Helping veterans find a community on campus
After serving in the Navy during the 1970s, the GI Bill helped Mike Oldham go from the Navy to being a first-generation college graduate. Now he and his family are paying it forward, making sure military service members and veterans at CU are supported in their academic pursuits.
Mike made a planned gift to make beneficiary designations in his IRA to support the Office of Veterans and Military Affairs at CU Boulder. He remembers the challenges facing service members when they transition from military to university life.
“I grew up in Missouri, and, frankly, my family didn’t have the resources to pay for an advanced education. I had two younger siblings and two older siblings,” says Mike, the CEO and managing partner of a Denver-area management consulting firm. “Funding for college wasn’t even something that could be discussed. We were focused on day-to-day necessities.”
That said, his father, uncles and coaches served in the military, and Mike greatly respected them and their service. After high school, he joined the Navy where he served his active duty aboard the USS Okinawa LPH 3 and then in the reserves during college.
Military service provided Mike with a pathway to earn a college degree. The GI Bill, which provides educational assistance to service members, veterans and their dependents, helped Mike attend college in his hometown, but it was collegiate athletics that gave him a community.
“I came back to campus, and over the last three years I had grown up a lot and had traveled to a number of countries. I was more serious and mature with different life experiences than the typical college student,” he says. “It’s just harder to blend right into the fabric of campus life.”
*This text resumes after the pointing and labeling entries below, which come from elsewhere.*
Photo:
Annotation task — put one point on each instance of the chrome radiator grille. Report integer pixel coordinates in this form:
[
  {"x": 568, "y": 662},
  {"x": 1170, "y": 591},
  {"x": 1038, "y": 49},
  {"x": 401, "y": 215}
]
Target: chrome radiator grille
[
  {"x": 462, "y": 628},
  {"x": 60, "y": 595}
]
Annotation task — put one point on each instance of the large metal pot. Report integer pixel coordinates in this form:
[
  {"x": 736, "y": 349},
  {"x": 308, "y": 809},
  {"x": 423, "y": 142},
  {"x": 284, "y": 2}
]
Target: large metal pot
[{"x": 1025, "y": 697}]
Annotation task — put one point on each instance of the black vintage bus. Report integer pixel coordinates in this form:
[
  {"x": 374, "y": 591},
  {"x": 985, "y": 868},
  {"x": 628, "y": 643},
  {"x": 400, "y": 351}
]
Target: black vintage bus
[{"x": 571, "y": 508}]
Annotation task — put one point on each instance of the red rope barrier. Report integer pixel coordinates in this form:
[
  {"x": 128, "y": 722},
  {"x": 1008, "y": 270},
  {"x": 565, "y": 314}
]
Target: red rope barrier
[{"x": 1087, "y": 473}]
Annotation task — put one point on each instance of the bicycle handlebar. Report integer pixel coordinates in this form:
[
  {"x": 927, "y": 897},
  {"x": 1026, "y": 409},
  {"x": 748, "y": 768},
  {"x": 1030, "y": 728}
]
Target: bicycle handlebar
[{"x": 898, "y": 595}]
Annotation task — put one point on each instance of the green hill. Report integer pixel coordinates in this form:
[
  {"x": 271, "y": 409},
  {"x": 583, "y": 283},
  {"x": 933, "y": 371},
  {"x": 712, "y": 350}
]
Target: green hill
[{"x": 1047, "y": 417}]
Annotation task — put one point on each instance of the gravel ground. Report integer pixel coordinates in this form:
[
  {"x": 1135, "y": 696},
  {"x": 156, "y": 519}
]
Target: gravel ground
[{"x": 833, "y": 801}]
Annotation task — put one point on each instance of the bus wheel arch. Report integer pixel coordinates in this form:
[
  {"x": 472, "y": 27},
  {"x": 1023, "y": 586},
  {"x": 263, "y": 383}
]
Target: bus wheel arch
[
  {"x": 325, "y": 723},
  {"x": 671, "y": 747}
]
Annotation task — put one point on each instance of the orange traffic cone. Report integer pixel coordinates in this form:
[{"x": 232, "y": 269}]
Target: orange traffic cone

When he joined the college wrestling team, which had several veteran members, Mike felt like he belonged. Military veterans continue to face the challenge of finding connection when they come to college, and Mike wants to help others find their community on campus.
After earning his MBA at the Leeds School of Business at CU Boulder, Mike went on to lead a 30-year career in a number of software, broadcast media and internet-focused technology companies, real estate development and entrepreneurial endeavors. As he reflected on which experiences made the biggest impact on his life, Mike says it was his military service and attending college, and it was there he wanted to make a difference.
The “a-ha!” moment came when Mike became involved with the Office of Veterans and Military Affairs; last year the office moved into the new Center for Academic Success and Engagement Building at CU Boulder. Mike and his wife, Kathy Standage, whose own father was a career Air Force officer, were impressed with the staff and the mission, and they knew a planned gift could allow CU to help even more veterans.
“Planning a significant investment in CU was a great experience for me…As I looked around campus, there were lots of places to invest in. But it had to be something I could have an impact on and have a personal connection to,” Mike says. “The development team gave me the time and information I needed to sort out what would be meaningful for me and my family.”
Mike encourages CU alumni to reflect on their time at CU and give back to something meaningful.
“To me, this is making an investment, it’s not a gift. It’s an investment that will pay off in the long term,” Mike says. “I have absolutely no regrets about my decision. I hope this is just the start. If I’m around in 20 or 30 years, I hope I can do more. I feel great about what I’ve done so far, but I feel like there’s still a lot more impact that our family can have.”